Daniel Finn in the New Left Review:
It seems clear that the Eurozone crisis has been stabilized, for the time being, on terms dictated by Brussels, Frankfurt and Berlin. The price that has been paid to preserve the single currency and sustain a dysfunctional banking system hardly needs recounting here: from Athens to Dublin, mass unemployment remains a crippling burden. Yet, to paraphrase Tolstoy, all bail-out countries are unhappy in different ways. Greece has witnessed the stormiest opposition, with the emergence of Syriza as a potential, if fragile, counter-hegemonic force. In Spain, years of street protest have begun to leave their mark on the political system, and there is a gathering storm over Catalan independence. Rolling strikes in Portugal have seen public-sector wage and pension cuts blocked by the constitutional court. In Ireland, however, where the economy has been bled dry to reimburse the bad loans of British, French and German banks, resistance has been muted. Cabinet ministers have boasted of their ability to impose ‘remarkable’ cuts in public spending without provoking social unrest. For their part, European officials have repeatedly held Ireland up as an example of good citizenship to its unruly counterparts on the Eurozone periphery, much to the delight of local media outlets.

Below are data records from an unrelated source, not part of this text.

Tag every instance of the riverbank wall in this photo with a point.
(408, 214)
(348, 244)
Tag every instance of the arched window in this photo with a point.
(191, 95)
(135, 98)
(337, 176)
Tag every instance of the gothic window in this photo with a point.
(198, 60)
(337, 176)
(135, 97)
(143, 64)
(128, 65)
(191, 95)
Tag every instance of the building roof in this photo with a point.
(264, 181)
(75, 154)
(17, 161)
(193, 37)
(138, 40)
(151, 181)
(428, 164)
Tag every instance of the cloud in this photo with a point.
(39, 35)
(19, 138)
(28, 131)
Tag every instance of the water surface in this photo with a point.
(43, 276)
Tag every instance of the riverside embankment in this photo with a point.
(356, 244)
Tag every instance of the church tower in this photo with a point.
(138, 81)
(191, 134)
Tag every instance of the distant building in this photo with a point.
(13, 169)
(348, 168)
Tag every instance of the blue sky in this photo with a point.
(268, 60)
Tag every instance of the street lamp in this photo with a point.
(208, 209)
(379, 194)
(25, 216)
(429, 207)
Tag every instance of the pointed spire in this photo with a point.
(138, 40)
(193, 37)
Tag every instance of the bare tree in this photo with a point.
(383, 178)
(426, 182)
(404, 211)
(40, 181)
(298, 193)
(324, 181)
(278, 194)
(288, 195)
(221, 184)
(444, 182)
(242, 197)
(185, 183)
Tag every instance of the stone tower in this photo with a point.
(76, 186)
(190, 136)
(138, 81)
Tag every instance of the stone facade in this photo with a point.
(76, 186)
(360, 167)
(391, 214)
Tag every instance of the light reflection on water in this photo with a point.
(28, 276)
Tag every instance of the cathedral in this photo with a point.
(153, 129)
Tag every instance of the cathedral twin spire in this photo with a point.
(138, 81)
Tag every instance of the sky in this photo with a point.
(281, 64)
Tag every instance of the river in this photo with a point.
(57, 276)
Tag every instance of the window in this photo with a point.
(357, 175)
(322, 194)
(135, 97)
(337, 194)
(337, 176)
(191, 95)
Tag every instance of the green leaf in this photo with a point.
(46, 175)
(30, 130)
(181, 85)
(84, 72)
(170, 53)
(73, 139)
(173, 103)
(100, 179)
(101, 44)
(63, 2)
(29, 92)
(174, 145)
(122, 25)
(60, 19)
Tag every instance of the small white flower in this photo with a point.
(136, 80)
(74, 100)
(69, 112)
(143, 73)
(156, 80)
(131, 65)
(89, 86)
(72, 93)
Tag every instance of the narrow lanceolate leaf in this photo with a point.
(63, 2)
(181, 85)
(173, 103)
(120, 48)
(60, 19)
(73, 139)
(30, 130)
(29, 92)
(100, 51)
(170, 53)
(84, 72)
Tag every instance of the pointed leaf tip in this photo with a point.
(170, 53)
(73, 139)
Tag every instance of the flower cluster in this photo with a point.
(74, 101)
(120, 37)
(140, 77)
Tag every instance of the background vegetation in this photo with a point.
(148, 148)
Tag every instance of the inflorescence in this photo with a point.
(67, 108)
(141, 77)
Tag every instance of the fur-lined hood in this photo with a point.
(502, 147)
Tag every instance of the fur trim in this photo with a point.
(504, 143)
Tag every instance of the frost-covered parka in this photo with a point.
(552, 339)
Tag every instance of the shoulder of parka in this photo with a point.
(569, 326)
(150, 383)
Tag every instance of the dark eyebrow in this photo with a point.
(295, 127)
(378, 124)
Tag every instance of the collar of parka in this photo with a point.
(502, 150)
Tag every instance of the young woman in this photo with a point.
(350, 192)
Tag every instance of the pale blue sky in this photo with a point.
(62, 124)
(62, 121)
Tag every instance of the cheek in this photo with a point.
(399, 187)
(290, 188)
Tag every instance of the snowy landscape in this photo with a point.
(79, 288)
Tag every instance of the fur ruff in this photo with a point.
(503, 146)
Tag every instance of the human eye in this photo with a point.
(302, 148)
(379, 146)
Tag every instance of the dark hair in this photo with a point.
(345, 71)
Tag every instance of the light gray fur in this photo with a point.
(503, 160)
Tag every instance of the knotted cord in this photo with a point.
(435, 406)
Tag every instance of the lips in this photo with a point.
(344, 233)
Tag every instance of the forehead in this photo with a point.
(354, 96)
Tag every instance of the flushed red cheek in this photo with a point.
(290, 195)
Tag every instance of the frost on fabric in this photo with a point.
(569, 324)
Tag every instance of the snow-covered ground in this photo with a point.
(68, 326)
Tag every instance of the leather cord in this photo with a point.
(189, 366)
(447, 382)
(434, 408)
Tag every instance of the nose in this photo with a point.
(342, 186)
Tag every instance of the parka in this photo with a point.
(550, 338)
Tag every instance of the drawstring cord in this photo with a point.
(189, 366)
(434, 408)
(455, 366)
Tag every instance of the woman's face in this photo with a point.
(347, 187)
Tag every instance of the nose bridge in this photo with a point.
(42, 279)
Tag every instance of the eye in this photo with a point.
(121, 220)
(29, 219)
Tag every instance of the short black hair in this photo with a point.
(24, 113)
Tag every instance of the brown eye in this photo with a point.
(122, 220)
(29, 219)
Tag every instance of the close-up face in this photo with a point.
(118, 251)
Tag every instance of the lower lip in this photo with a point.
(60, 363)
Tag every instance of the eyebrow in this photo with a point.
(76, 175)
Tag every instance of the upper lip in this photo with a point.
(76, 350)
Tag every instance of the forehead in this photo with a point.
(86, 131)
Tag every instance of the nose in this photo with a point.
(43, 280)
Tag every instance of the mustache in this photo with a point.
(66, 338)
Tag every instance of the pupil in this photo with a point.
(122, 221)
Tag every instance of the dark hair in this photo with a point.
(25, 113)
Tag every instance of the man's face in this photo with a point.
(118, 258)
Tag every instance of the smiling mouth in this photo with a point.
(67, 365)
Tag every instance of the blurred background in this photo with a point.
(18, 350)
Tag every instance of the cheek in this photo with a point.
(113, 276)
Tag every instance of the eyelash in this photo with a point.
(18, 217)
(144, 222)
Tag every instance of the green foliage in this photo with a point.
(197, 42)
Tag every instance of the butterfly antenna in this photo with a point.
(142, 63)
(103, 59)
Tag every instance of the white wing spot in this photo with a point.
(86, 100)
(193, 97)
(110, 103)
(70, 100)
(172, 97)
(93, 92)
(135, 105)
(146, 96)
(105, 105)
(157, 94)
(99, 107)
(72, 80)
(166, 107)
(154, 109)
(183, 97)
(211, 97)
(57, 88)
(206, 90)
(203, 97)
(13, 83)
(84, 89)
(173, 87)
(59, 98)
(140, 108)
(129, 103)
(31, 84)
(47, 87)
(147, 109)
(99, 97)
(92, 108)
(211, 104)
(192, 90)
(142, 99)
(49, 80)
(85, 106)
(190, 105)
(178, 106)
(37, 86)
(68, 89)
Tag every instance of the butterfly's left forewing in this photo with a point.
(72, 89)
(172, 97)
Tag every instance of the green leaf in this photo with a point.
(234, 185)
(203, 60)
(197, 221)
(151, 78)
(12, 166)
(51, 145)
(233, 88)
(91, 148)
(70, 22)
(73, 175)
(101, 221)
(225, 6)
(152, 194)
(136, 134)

But if mass protests have been comparatively few in Ireland, it is not for lack of spirited polemical broadsides against its ruling elites by native writers. Pre-eminent here, in terms of impact and visibility, has been Irish Times columnist Fintan O’Toole, the country’s leading public intellectual. Published in the immediate wake of the crash, O’Toole’s Ship of Fools (2009) was a coruscating attack on the crony culture and bubble economy fostered by Ireland’s political leaders, soon followed by Enough Is Enough (2010), another onslaught on the myths of the Republic, which proposed a comprehensive reform programme with fifty action points. Is there any writer in another EU—or OECD—country who has produced such a comprehensive indictment of the ruling establishment’s record, in such damning detail and in such sparkling prose? O’Toole’s latest works form part of a cycle dating back to the 1980s that testifies to his formidable range as a social commentator. In seeking to explain the ‘Irish exception’, it may thus be helpful to explore O’Toole’s writing in more depth: what distinguishes the critical character of his work, what causal explanation does it offer of his country’s predicament, and what light can it shed on Ireland’s post-crisis trajectory?